Você consegue se lembrar da última vez em que disse algo à alguém e essa pessoa no estava “ali” com você? Ou ao contrário, você se lembrar de ouvir alguém, mas não escutá-la? Pois bem, precisamos falar sobre escuta ativa.
Esse é um tipo de escuta voltada à uma comunicação menos defensiva, e autoritária e mais flexível. Ela gera sentimentos muito bonitos no outro e, acima de tudo, estreita os vínculos com as pessoas. Escutar de maneira ativa gera confiança, segurança e proximidade, em todos os aspectos da vida do individuo.
Você pode usá-la para solucionar um conflito, agir como mediador em um problema entre duas pessoas, conhecer mais a sua família, amigos e colegas de trabalho, ser alguém digno de confiança e, por sua vez, se preparar para se tornar um excelente comunicador.
Isso porque, é uma forma de estimular mudanças nas pessoas. Quando as pessoas se sentem ouvidas, elas tendem a mudar suas atitudes em relação a si próprias e em relação aos outros. Sentem-se valorizadas e mais abertas a soluções.
Entenda melhor como aplicar esse conceito:
- Requer certo esforço da sua parte. Assim, você conseguirá com que o interlocutor se sinta cômodo, compreendido, livre para expressar o que deseja e para poder se concentrar em seus sentimentos, mais que em suas palavras. Simplesmente, tente ser consciente do que a outra pessoa está dizendo e deixe de pensar no que você quer dizer ou responder; sua vez chegará.

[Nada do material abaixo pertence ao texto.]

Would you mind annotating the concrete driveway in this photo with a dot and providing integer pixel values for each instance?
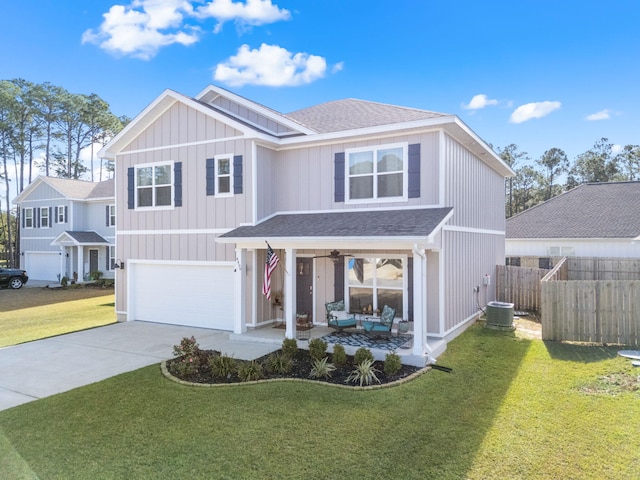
(45, 367)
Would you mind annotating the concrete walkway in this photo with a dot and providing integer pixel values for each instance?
(46, 367)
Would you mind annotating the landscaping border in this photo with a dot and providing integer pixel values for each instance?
(167, 374)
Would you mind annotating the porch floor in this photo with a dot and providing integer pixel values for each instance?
(268, 334)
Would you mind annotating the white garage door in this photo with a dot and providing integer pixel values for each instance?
(192, 295)
(42, 266)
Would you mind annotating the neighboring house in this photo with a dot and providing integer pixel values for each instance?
(67, 227)
(412, 201)
(591, 220)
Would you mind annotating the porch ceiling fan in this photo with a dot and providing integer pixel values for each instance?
(334, 255)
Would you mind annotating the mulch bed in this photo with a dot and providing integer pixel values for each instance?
(301, 367)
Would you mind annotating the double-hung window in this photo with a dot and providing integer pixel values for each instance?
(45, 221)
(377, 173)
(376, 282)
(154, 185)
(224, 175)
(28, 218)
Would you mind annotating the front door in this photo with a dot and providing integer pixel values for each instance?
(304, 286)
(93, 261)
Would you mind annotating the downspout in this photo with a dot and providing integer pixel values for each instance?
(423, 314)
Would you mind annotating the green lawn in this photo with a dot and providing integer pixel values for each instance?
(27, 324)
(511, 408)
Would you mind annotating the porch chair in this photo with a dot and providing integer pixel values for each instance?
(338, 318)
(380, 327)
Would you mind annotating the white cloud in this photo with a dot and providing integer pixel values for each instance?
(479, 101)
(270, 65)
(141, 29)
(601, 115)
(253, 12)
(533, 110)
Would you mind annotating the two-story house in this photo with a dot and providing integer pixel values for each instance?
(364, 202)
(67, 228)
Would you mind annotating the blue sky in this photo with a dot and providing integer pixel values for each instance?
(539, 74)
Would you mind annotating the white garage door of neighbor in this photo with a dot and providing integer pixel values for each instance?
(196, 296)
(42, 266)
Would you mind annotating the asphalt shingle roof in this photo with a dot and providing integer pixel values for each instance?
(592, 210)
(367, 224)
(350, 113)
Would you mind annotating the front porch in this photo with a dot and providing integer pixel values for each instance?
(268, 334)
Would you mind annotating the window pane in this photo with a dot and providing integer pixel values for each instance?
(389, 273)
(224, 184)
(361, 187)
(163, 196)
(390, 160)
(359, 298)
(144, 197)
(360, 163)
(145, 176)
(224, 166)
(163, 175)
(393, 298)
(390, 185)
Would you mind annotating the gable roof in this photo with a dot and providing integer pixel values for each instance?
(72, 189)
(351, 113)
(591, 210)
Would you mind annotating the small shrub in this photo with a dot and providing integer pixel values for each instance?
(317, 348)
(250, 371)
(223, 366)
(392, 364)
(339, 355)
(321, 368)
(188, 348)
(290, 347)
(279, 363)
(364, 374)
(361, 355)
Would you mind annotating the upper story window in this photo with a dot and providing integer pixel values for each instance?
(61, 214)
(28, 218)
(224, 175)
(377, 173)
(154, 185)
(111, 216)
(45, 221)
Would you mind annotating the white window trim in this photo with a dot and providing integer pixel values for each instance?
(374, 148)
(112, 215)
(45, 209)
(60, 218)
(153, 194)
(217, 176)
(33, 218)
(405, 280)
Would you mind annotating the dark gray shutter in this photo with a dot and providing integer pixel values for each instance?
(338, 280)
(338, 175)
(211, 176)
(414, 171)
(237, 174)
(177, 184)
(131, 189)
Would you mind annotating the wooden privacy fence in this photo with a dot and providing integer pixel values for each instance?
(598, 311)
(520, 286)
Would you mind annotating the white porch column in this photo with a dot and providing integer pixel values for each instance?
(290, 292)
(240, 292)
(419, 302)
(80, 250)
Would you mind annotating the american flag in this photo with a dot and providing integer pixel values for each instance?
(269, 267)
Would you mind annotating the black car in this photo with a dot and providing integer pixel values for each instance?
(12, 277)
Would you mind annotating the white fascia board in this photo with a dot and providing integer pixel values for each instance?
(256, 107)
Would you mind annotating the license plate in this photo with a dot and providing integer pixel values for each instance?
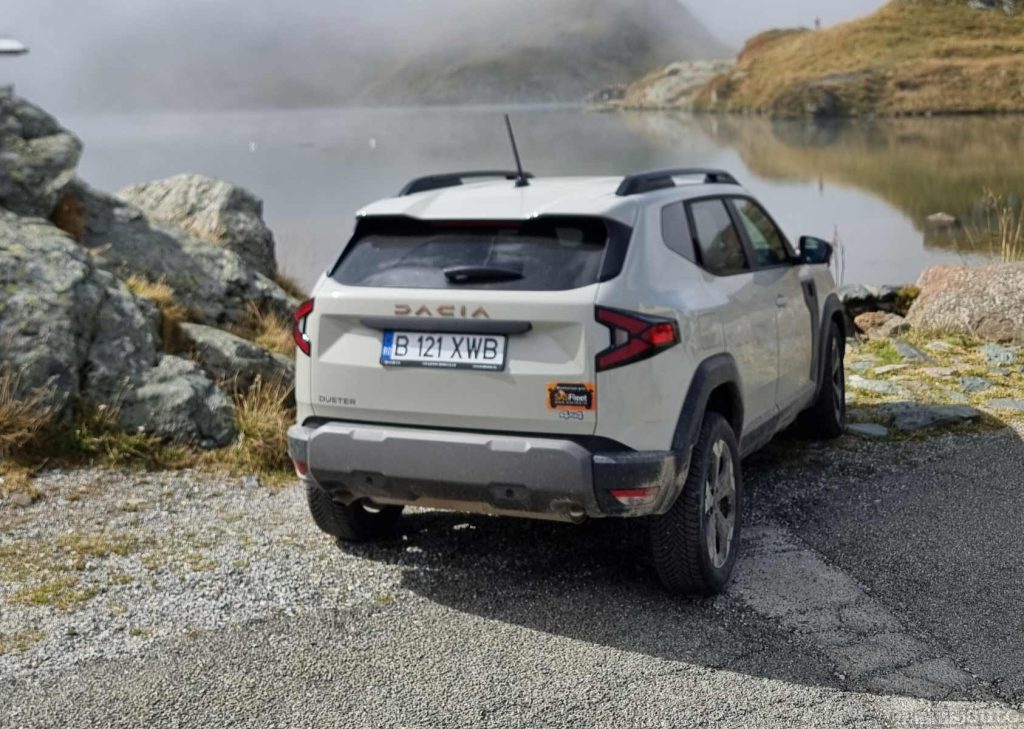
(444, 351)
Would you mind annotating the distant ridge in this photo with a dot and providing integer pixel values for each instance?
(200, 54)
(909, 57)
(556, 50)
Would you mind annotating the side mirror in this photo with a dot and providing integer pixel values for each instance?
(815, 251)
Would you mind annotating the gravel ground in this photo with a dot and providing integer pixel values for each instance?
(881, 586)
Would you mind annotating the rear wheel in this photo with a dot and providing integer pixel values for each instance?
(825, 419)
(355, 522)
(694, 546)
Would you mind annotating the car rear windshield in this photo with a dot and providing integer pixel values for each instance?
(543, 254)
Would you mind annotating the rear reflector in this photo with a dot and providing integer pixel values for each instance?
(634, 337)
(299, 332)
(634, 497)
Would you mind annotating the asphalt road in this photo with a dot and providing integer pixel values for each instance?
(881, 585)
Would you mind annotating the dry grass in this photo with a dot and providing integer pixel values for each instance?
(1000, 229)
(23, 417)
(262, 416)
(267, 330)
(911, 56)
(172, 314)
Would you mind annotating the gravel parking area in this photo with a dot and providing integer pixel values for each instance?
(880, 586)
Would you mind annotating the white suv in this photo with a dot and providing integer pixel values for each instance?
(566, 349)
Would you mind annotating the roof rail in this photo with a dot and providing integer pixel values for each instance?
(454, 179)
(663, 179)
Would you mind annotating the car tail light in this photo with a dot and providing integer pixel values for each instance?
(634, 337)
(299, 319)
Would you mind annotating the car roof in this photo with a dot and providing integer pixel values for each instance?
(502, 200)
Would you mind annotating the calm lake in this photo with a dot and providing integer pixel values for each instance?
(872, 183)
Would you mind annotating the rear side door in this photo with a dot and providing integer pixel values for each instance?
(778, 269)
(749, 315)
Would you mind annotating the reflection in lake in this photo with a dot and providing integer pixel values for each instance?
(962, 166)
(873, 182)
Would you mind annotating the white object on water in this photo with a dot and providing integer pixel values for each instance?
(9, 46)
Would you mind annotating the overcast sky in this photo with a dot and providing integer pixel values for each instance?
(735, 20)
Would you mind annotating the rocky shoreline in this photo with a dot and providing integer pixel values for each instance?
(161, 306)
(79, 325)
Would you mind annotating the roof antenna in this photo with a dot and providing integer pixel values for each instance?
(521, 180)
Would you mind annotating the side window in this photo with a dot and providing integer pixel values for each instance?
(676, 230)
(721, 250)
(766, 240)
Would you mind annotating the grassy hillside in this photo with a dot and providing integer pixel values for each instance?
(911, 56)
(960, 158)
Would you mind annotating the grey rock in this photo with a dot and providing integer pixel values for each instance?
(999, 354)
(1007, 403)
(882, 325)
(889, 369)
(38, 157)
(213, 283)
(226, 357)
(910, 417)
(974, 385)
(868, 430)
(954, 396)
(889, 293)
(985, 302)
(178, 402)
(880, 387)
(211, 210)
(66, 327)
(911, 353)
(942, 220)
(853, 294)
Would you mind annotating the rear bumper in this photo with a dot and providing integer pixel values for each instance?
(539, 477)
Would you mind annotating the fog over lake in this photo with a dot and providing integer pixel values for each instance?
(871, 182)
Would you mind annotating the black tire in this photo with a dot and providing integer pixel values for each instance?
(825, 420)
(681, 540)
(352, 523)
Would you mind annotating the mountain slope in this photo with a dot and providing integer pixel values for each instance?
(912, 56)
(202, 54)
(546, 50)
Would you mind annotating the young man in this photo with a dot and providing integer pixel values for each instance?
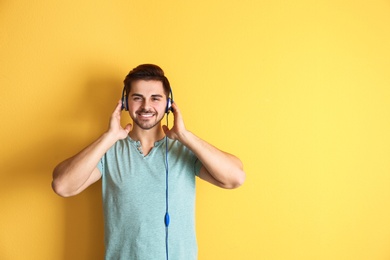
(148, 173)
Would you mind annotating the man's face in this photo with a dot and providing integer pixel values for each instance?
(147, 102)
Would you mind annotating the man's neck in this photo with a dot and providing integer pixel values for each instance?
(148, 137)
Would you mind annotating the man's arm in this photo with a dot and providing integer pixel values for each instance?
(219, 168)
(75, 174)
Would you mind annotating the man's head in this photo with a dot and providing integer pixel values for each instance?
(147, 72)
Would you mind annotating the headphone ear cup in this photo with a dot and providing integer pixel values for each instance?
(169, 106)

- Não é fingir que escuta, é ouvir de verdade! Não adianta nada fazer sua melhor “cara de atenção” e, na sua cabeça, ficar pensando em mil coisas, desde a lista de compras passando pelo que você precisa estudar ou como fará para pagar as contas. A escuta ativa é formada por duas partes, o escutar, por um lado, e a atitude, por outro. Escute o outro, tente compreender suas palavras, a ideia que ele está transmitindo. Mergulhe na conversa.
- Escutar é uma fonte de informação. Pode ser que, no começo, seja um pouco difícil manter o foco em alguém que está falando sem parar. Pode ser que o assunto não seja do seu interesse, mas acredite, você pode tirar proveito da situação.

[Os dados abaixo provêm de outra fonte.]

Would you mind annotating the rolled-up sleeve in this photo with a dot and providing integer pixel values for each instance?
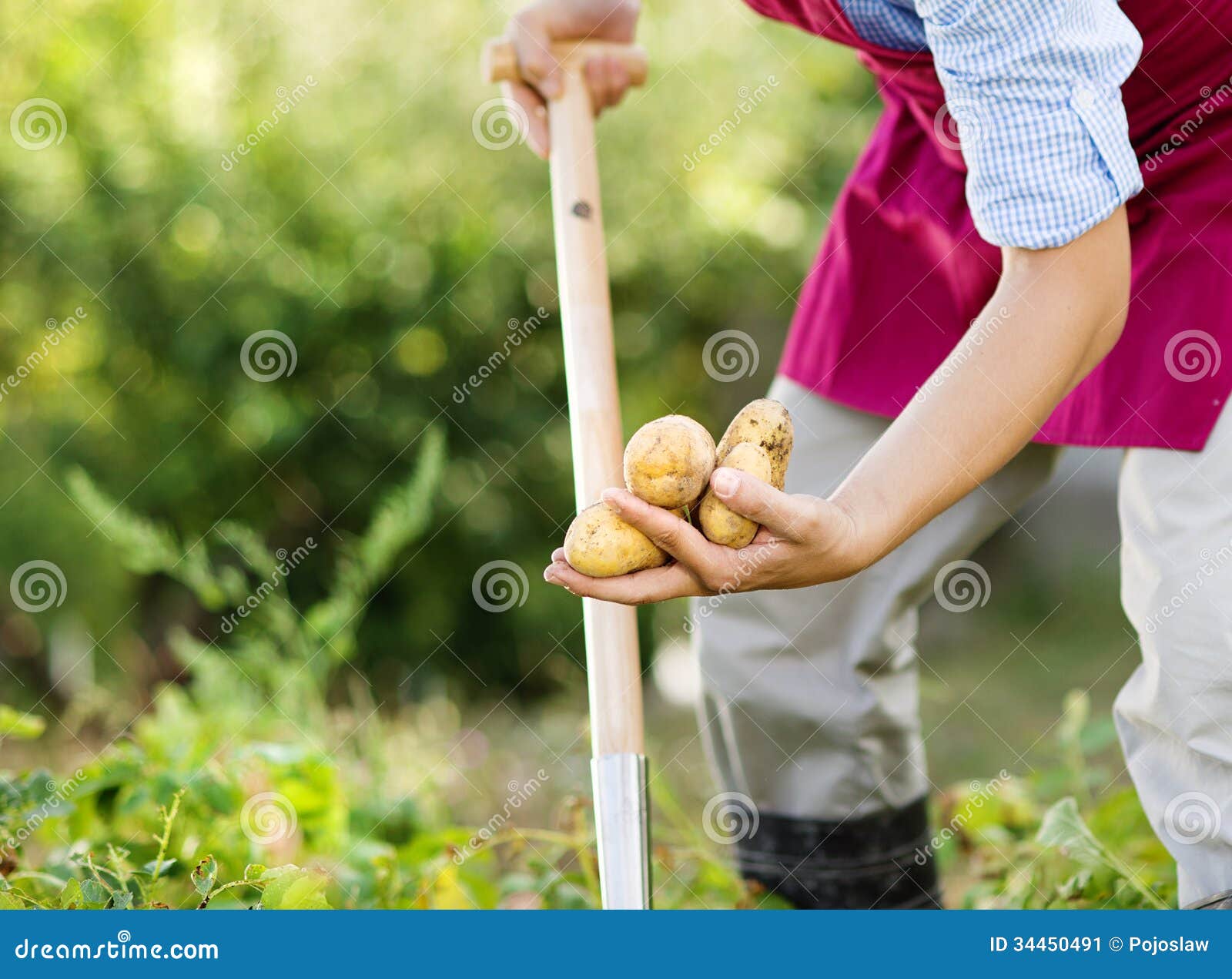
(1035, 92)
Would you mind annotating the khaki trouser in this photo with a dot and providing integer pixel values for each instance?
(810, 697)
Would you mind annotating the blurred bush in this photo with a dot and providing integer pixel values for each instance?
(367, 222)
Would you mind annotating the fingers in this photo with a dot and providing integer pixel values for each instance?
(530, 115)
(531, 36)
(608, 80)
(788, 515)
(640, 588)
(665, 529)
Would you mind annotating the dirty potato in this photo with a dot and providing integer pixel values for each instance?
(668, 461)
(718, 521)
(601, 545)
(767, 423)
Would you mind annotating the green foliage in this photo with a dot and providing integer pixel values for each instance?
(263, 636)
(393, 248)
(190, 839)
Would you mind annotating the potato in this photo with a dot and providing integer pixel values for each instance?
(768, 424)
(668, 461)
(718, 521)
(601, 545)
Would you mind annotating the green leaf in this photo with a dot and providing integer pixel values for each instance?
(71, 895)
(1063, 826)
(205, 874)
(95, 893)
(254, 872)
(149, 867)
(296, 889)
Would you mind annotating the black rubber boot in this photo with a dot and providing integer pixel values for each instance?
(884, 861)
(1221, 901)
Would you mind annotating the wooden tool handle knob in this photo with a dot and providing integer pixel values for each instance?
(499, 61)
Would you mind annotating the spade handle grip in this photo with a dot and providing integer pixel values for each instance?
(499, 62)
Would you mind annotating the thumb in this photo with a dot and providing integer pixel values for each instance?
(795, 517)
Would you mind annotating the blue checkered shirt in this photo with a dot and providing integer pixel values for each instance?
(1034, 89)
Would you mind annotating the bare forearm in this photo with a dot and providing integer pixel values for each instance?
(1051, 320)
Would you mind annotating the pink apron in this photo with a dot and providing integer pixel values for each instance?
(902, 271)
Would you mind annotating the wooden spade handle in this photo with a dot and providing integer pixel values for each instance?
(614, 671)
(499, 61)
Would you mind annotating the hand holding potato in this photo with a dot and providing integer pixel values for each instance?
(753, 535)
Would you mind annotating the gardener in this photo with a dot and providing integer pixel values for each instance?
(997, 302)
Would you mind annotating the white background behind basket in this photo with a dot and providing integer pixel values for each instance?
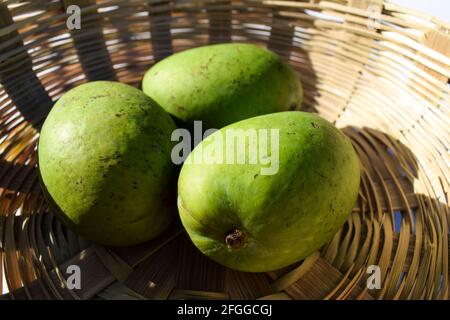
(438, 8)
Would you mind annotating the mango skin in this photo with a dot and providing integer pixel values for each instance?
(286, 216)
(105, 166)
(221, 84)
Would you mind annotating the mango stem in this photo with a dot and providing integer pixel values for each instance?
(235, 239)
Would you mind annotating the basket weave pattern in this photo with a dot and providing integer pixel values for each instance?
(377, 71)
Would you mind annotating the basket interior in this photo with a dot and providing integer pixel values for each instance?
(377, 71)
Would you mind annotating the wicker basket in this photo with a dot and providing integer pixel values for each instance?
(377, 71)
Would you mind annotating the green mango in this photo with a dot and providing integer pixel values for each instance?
(105, 165)
(257, 220)
(221, 84)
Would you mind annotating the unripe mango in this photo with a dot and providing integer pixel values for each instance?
(224, 83)
(105, 166)
(256, 222)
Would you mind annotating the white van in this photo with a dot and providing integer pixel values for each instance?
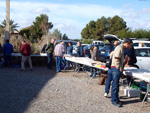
(97, 42)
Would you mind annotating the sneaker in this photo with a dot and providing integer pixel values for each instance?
(105, 95)
(117, 104)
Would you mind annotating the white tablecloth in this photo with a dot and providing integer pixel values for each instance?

Esta técnica requer muito cuidado da parte do ouvinte, já que a ideia é que você recolha informações para, então, ajudar (ou simplesmente apoiar) o outro, não para manipulá-lo.
Deixemos de lado o “eu” que domina uma conversa e tratemos de prestar mais atenção no que os outros estão dizendo. Além de você se tornar um bom amigo, bom companheiro e bom líder, você exerce seu lado mais empático e colaborativo, sendo acima de tudo, uma melhor pessoa.